HONORER LES PARENTS
C’était une pauvre veuve, qui avait un seul fils. Elle devait travailler dur pour les nourrir tous deux, et plus encore pour faire faire des études au garçon, intelligent et travailleur.
Lorsque le jeune homme eut parcouru tout le cursus des études, le jour du diplôme arrive enfin ; pendant la cérémonie publique, l’élève qui a tenu la première place dans l’école doit prononcer un discours d’adieu.
Le matin de ce jour, le fils dit à sa mère :
– Mère, c’est aujourd’hui le jour du diplôme.
– Oh ! dit-elle, je le sais bien.
– Je vais recevoir mon diplôme et je dois faire le discours aujourd’hui, dit le fils.
– Oui, je le sais, répond la veuve.
– Mais alors, pourquoi ne te prépares-tu pas pour venir à la fête ?
– Oh ! dit-elle, je n’irai pas. Je n’ai pas de vêtements assez convenables.

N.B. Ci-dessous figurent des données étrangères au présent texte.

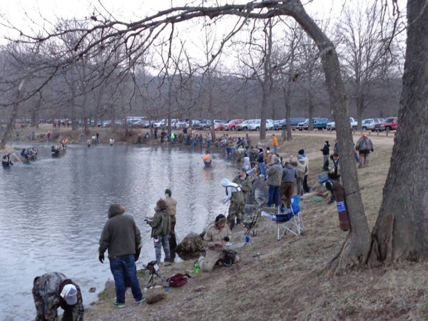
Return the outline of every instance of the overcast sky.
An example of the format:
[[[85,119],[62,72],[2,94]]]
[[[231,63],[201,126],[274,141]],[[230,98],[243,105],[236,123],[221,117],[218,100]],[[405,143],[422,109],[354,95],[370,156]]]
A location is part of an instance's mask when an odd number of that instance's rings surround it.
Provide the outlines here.
[[[305,5],[308,12],[318,18],[337,15],[345,0],[313,0]],[[49,29],[51,23],[58,18],[71,19],[88,16],[101,4],[115,18],[120,20],[132,21],[141,19],[150,14],[174,6],[190,4],[198,5],[202,0],[11,0],[7,6],[0,7],[0,14],[4,19],[26,31],[39,30],[45,26]],[[206,1],[205,2],[207,2]],[[232,1],[220,0],[220,3],[231,3]],[[236,4],[245,4],[248,0],[235,0]],[[304,1],[305,2],[305,1]],[[41,18],[43,17],[43,19]],[[0,34],[8,34],[7,29],[0,26]]]

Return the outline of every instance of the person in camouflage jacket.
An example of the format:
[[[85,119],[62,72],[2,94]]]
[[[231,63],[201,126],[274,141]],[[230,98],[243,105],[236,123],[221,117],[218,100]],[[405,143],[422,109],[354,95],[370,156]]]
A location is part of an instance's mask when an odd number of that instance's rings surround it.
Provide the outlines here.
[[[76,302],[74,305],[69,305],[61,296],[66,285],[76,287],[77,300],[73,299]],[[64,310],[63,321],[83,321],[85,310],[80,287],[63,274],[52,272],[35,277],[32,292],[37,312],[35,321],[58,320],[57,310],[59,307]]]
[[[160,198],[156,203],[155,215],[153,220],[148,220],[147,223],[151,226],[151,237],[153,238],[156,261],[160,263],[160,249],[163,248],[165,260],[170,258],[168,235],[171,231],[171,218],[168,213],[168,205],[165,200]]]

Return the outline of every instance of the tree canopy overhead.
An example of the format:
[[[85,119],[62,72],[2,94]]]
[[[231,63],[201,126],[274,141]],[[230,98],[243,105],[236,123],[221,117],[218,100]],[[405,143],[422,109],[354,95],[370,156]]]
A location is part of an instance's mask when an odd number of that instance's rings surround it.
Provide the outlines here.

Les gens de la ville y seront, et si moi j’y allais, tu aurais honte de ta vieille mère.
– Quoi, dit-il, avoir honte de toi, ma mère ? Jamais ! Tout ce que j’ai appris, tout ce que je suis devenu, je te le dois, et je te déclare que, si tu ne viens pas avec moi, je n’irai pas recevoir mon diplôme !
La veuve fut obligée de céder. Elle mit sa meilleure robe – qui était bien usée et décolorée – et son chapeau du dimanche ; son fils lui-même l’aida aussi bien qu’il put à épingler le vieux châle autour de ses épaules. Puis il lui offrit son bras et la mena, par la rue principale de la ville, jusqu’au bâtiment où devait avoir lieu la cérémonie publique. Arrivé là, il la conduisit au centre de la grande salle et lui chercha une des meilleures places, en avant, à côté des gens les plus élégants de la ville. Ensuite il monta sur la plateforme pour y prendre place parmi ses collègues et, au cours de la séance, il fit son discours, qui fut vivement applaudi. Il reçut ensuite son diplôme et une médaille d’or pour ses succès spéciaux dans certaines branches.
Alors il se passa un incident imprévu et charmant. L’étudiant descendit de la plateforme et alla, devant toute l’assemblée, ses professeurs et ses collègues, droit à sa vieille mère, si pauvrement vêtue et tout intimidée ; il épingla la médaille qu’il venait de recevoir à la poitrine de sa mère, en disant à haute voix :
– Ma mère, c’est à toi qu’appartient la médaille, c’est toi qui l’as gagnée !
Le premier moment de surprise passé, les applaudissements redoublèrent.
« Honore ton père et ta mère » (Éph. 6. 1).